That’s when I came up with Health Mentorship: partnering refugee or immigrant families with health sciences students. The students help the family adapt to life in Canada, navigate the healthcare/education/social services systems, access language programs, and discover other community resources. Thankfully, I wasn’t the only person interested in making a difference in newcomer health (a big shoutout to ASSIST, EISA, MCHB, and my Health Mentor team for making this happen).

Rejection, Police Checks, and Business Cards

I would be living a lie (or maybe living in heaven) if I told you that pursuing this project has been 100% smooth sailing.

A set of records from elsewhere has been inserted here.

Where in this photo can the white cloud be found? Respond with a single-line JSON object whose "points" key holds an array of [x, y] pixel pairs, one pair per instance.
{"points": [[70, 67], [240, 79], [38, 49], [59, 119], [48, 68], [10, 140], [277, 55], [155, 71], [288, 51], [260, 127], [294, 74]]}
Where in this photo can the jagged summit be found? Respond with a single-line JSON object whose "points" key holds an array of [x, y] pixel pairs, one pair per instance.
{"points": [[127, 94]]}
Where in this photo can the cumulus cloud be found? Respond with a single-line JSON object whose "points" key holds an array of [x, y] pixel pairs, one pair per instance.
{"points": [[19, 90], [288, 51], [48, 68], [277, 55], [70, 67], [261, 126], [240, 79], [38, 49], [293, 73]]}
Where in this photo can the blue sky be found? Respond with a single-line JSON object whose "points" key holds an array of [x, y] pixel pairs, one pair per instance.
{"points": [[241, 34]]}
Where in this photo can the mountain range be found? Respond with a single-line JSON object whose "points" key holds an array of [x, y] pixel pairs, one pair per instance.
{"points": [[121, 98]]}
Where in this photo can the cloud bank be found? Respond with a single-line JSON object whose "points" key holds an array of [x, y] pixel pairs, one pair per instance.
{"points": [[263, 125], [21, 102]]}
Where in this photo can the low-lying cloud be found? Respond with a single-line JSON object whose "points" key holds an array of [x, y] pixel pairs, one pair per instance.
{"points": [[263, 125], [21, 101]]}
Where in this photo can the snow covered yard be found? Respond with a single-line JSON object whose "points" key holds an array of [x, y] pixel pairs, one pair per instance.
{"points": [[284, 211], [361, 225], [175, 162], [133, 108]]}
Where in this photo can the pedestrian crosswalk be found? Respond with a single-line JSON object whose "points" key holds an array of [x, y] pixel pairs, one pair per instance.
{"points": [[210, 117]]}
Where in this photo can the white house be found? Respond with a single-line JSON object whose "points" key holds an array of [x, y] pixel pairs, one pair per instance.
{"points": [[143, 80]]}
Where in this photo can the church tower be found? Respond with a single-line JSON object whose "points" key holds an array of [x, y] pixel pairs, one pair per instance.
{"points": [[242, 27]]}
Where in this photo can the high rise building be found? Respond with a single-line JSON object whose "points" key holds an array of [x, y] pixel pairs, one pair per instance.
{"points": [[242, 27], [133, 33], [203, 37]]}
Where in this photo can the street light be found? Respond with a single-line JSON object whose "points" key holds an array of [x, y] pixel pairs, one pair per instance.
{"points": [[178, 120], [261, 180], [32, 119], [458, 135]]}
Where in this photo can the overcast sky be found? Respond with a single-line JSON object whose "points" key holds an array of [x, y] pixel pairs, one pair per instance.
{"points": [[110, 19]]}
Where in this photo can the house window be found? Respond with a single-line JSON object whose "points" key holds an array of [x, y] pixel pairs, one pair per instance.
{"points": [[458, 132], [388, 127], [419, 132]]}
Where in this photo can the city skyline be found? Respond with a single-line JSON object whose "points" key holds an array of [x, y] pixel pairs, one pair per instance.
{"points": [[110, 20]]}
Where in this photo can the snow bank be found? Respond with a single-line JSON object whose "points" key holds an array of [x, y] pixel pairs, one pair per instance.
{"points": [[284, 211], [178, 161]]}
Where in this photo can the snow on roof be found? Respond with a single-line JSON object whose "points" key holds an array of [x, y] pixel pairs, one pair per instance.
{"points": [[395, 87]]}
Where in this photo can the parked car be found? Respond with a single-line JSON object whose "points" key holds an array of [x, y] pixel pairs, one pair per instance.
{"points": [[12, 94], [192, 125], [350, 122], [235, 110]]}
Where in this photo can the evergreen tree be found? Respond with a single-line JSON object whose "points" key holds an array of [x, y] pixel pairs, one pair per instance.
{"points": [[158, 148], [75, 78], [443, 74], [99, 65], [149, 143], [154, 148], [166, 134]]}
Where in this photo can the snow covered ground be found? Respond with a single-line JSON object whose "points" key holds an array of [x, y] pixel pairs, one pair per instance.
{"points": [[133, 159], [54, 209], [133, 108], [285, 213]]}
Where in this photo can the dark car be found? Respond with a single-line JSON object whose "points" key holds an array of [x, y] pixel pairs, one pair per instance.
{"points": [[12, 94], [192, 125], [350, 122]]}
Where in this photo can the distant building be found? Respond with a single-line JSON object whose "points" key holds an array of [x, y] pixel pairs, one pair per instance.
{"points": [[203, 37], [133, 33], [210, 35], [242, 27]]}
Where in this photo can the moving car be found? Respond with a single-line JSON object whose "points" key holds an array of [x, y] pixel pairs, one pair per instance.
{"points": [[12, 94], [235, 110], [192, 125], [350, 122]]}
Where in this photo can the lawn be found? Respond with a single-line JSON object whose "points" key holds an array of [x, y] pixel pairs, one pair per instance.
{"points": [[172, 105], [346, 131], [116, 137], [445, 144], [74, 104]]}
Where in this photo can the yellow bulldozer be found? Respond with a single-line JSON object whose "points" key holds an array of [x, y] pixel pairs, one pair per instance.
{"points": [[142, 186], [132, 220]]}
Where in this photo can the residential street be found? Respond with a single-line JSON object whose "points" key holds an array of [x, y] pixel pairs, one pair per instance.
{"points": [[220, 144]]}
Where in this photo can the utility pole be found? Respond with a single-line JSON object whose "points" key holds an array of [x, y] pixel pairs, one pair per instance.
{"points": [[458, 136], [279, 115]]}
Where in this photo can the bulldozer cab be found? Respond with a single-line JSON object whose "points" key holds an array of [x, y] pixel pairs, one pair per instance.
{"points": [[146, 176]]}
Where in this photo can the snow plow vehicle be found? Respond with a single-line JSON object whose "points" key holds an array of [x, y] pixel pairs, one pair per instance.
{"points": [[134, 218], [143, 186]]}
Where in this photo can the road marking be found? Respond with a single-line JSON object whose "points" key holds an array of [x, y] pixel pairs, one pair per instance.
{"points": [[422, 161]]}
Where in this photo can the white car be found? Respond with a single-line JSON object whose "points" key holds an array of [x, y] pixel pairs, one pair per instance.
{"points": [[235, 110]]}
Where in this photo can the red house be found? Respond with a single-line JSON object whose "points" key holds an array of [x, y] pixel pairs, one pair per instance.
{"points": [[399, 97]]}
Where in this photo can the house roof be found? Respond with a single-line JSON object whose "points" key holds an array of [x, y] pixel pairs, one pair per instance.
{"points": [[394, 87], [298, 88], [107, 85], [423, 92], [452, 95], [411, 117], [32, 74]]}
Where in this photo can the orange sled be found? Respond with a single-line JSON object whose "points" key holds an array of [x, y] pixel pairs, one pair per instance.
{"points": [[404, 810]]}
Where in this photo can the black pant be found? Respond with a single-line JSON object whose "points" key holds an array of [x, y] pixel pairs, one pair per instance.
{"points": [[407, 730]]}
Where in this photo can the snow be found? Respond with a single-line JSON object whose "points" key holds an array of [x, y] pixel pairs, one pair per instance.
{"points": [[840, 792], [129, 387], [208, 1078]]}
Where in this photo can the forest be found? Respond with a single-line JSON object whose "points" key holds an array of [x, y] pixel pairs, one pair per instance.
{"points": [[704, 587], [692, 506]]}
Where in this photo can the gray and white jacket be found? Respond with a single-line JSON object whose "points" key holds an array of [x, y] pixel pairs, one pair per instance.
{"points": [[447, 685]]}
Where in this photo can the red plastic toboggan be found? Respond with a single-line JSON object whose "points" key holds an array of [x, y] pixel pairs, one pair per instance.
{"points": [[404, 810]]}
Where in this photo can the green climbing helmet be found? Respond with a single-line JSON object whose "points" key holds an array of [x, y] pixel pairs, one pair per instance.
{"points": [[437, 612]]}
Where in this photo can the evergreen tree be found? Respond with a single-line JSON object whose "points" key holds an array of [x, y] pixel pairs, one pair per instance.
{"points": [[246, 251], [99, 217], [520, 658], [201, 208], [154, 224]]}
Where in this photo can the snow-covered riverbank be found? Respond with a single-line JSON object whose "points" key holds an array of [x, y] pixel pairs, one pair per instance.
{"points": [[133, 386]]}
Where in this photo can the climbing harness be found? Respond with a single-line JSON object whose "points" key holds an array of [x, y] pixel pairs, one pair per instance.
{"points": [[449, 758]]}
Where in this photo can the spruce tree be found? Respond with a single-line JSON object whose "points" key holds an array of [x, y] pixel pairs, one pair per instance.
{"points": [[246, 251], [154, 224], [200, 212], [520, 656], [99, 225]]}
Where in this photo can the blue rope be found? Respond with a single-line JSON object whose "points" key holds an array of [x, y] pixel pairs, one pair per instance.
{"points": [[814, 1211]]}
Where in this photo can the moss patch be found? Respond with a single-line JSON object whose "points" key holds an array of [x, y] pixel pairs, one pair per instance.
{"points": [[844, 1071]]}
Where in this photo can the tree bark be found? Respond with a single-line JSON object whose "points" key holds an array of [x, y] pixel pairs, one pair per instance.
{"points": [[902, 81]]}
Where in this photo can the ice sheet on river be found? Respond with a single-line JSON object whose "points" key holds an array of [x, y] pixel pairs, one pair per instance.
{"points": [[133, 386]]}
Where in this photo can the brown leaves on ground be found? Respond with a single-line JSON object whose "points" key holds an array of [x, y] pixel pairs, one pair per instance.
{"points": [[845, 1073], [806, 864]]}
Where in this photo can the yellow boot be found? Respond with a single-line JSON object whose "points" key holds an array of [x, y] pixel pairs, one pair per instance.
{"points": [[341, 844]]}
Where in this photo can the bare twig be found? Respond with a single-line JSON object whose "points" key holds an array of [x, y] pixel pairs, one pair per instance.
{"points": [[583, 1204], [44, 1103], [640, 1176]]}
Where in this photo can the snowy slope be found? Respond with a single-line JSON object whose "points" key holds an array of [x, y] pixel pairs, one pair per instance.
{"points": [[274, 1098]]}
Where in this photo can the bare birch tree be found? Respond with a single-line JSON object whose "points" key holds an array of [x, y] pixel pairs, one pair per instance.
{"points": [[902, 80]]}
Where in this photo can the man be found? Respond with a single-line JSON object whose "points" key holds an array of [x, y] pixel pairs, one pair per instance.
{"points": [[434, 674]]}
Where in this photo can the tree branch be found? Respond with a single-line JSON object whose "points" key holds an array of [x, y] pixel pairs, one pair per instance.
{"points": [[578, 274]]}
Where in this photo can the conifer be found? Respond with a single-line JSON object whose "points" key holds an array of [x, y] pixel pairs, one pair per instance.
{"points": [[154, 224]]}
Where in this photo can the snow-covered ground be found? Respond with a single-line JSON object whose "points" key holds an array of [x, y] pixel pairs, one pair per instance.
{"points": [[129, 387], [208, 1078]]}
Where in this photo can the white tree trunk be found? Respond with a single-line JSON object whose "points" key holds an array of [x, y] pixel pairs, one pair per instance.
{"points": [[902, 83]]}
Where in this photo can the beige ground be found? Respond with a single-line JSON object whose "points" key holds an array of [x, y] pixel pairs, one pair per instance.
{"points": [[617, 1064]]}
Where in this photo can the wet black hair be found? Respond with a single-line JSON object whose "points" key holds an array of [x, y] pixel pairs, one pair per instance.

So instead, let me list a few of the challenges, tips, and tricks I’ve learned from starting a grassroots organization:

  • Not everyone will like your idea, and you’re just going to have to live with it. People will criticize your program, pick out every flaw, chew up your thoughts, and spit them back out in your face. It sounds terrible, but it will help you develop your ideas and confidence in the long run.
  • Figure out your program logistics. Scheduling meetings through email is terribly inefficient. Do yourself a favour and get people to sign up for time slots using Google Calendars. Make sure you have Cloud storage for your team to access relevant documents. Everyone needs to be on the same page, all the time.
  • If you’re looking for volunteers, be picky. Find the people who want to be there, are driven to be part of the program, and are on top of things. You don’t want to get halfway through your program and realize that people don’t respond to any emails you send them. Even worse, you don’t want to end up firing someone from a volunteer job.
  • You should have some business cards on hand, even if you’re still a student. You should probably bring a few extra copies of your project proposal too. Walking into a room full of executives to pitch your project and being asked for a card is fine. If you have a card, and if you know how to pitch. Having to tell them you don’t have a card is a (tad bit) embarrassing. Running out of project proposals to hand out? You may want to excuse yourself from the meeting before you turn beet red.
  • Liability is huge. Always factor in anything that could legally go wrong, especially if your NGO partnership involves working with vulnerable people. Police checks are a good place to start.
  • You’ll have to talk to people, even when you don’t want to. When you finally find people willing to invest their time, effort, and funding into your project, don’t let them down. Make sure you communicate your progress regularly (even if that progress means you’re in a bar with a huge tab, wondering what you’re doing with your life).

Was It Worth It?

I must say that activism has sucked the life out of me. It’s hard work, it takes a lot of time to make lasting impact, and sometimes I just want to pull my hair out. Yet, at the same time, I have to say I couldn’t feel more fulfilled. Best of all, I’m happy to say that some of my team members feel the same way (well, at least judging from their quotes on the right).

And in case you’re wondering, Make Health Happen YEG is still a thing (I haven’t pulled out all of my hair yet). You can find out more here.

It was rewarding to be able to help connect a family to the services they need. Through this program I’ve learnt a lot about the health care system of Canada/Alberta.

Katie, Health Mentor Volunteer

I really enjoyed learning about the variety of different services offered to recent immigrants and refugees upon their arrival in Canada! I think this is a part of healthcare that is little known and more people should definitely be educated about it.